Tasteless, bloody, horrifying Munchkins (with a nod to the doll episode in "Trilogy of Terror") could be done, though. I can even think of a few players who'd be pretty good at it.

I was surprised at how well the game lends itself to savage commentary on the humans themselves. As GM, I suggested the setting be the very apartment in which we sat (a trick from Army Ants, there), and provided the NPCs, who were the young woman and her two boyfriends, one a lounging, TV-junkie beer-swiller, whom the munchkins really liked, and the other a sensitive type who went from "just friends" to "not just friends." The metagame OOC discussion became intense, as it turned out that everyone had plenty to say about the behavior of the humans, and the activity of the munchkins (oblivious of course to the actual content of the relationships and interactions) became actually a tad less important for a little while there.

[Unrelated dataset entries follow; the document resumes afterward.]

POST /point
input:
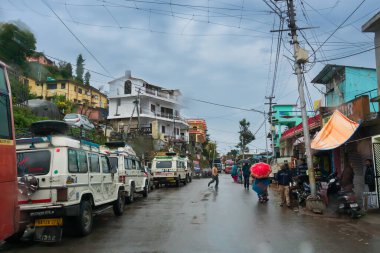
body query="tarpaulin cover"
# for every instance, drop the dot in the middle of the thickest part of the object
(336, 132)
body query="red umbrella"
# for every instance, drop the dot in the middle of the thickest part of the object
(260, 170)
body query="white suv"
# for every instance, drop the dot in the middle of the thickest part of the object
(170, 169)
(130, 171)
(61, 178)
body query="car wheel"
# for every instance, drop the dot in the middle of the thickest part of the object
(118, 205)
(85, 219)
(131, 196)
(146, 190)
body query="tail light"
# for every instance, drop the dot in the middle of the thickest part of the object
(62, 195)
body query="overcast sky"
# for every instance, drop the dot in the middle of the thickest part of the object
(219, 51)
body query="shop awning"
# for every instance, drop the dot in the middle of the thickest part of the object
(335, 133)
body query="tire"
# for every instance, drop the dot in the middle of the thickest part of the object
(131, 197)
(146, 190)
(118, 205)
(84, 220)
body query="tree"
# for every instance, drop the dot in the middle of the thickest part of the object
(87, 77)
(65, 70)
(246, 136)
(16, 44)
(80, 68)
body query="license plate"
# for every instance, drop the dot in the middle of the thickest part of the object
(48, 222)
(48, 234)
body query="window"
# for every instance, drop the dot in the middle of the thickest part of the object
(94, 163)
(114, 162)
(128, 87)
(127, 164)
(82, 161)
(153, 108)
(34, 163)
(51, 86)
(5, 122)
(77, 161)
(105, 165)
(73, 160)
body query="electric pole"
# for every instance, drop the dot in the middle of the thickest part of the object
(300, 57)
(271, 122)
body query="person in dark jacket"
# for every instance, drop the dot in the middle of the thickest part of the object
(246, 174)
(284, 177)
(347, 178)
(369, 176)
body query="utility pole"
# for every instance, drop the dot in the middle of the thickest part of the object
(300, 57)
(271, 122)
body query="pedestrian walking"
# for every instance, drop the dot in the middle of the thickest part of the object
(234, 173)
(246, 174)
(215, 177)
(347, 178)
(369, 176)
(284, 177)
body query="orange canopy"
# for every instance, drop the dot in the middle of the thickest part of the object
(336, 132)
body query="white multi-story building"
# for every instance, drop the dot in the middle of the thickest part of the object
(158, 113)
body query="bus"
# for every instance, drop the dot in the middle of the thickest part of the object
(9, 214)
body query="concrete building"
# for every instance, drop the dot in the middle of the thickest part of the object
(157, 114)
(345, 83)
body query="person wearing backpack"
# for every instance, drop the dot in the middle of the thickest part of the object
(369, 176)
(284, 177)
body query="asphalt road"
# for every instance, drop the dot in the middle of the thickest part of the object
(194, 218)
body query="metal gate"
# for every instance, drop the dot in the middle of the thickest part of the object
(376, 155)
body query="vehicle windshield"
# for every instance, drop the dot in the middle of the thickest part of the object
(33, 163)
(163, 164)
(114, 162)
(71, 116)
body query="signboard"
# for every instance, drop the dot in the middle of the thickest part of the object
(356, 109)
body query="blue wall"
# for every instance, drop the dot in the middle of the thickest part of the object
(357, 81)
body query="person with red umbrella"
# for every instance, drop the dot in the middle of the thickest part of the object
(260, 174)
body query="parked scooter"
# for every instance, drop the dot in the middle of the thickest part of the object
(347, 204)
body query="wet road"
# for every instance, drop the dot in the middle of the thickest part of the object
(195, 218)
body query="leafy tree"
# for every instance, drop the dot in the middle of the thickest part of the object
(80, 68)
(87, 77)
(65, 70)
(16, 44)
(246, 136)
(65, 106)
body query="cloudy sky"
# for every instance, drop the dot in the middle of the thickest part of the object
(220, 51)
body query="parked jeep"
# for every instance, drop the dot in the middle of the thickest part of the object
(131, 174)
(62, 179)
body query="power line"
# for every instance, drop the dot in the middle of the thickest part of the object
(76, 37)
(344, 21)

I imagine the same thing could occur in a setting with a whole family, or any other set of humans, like college roommates. I think that plain old human emotional conflict is an untapped resource in role-playing scenarios.

Overall, Munchkins is not going to be the One True Game which converts the group to happy unity forever. But it offers good laughs and a couple of surprising, useful elements of play. I think that the Glowy Box represents an excellent example of what I'm now thinking of as "springboard" elements of RPG design, that is, during-play mechanisms that put everyone, GM and player alike, into a plot situation that could not have been predetermined. Such things are working very well for our group these days.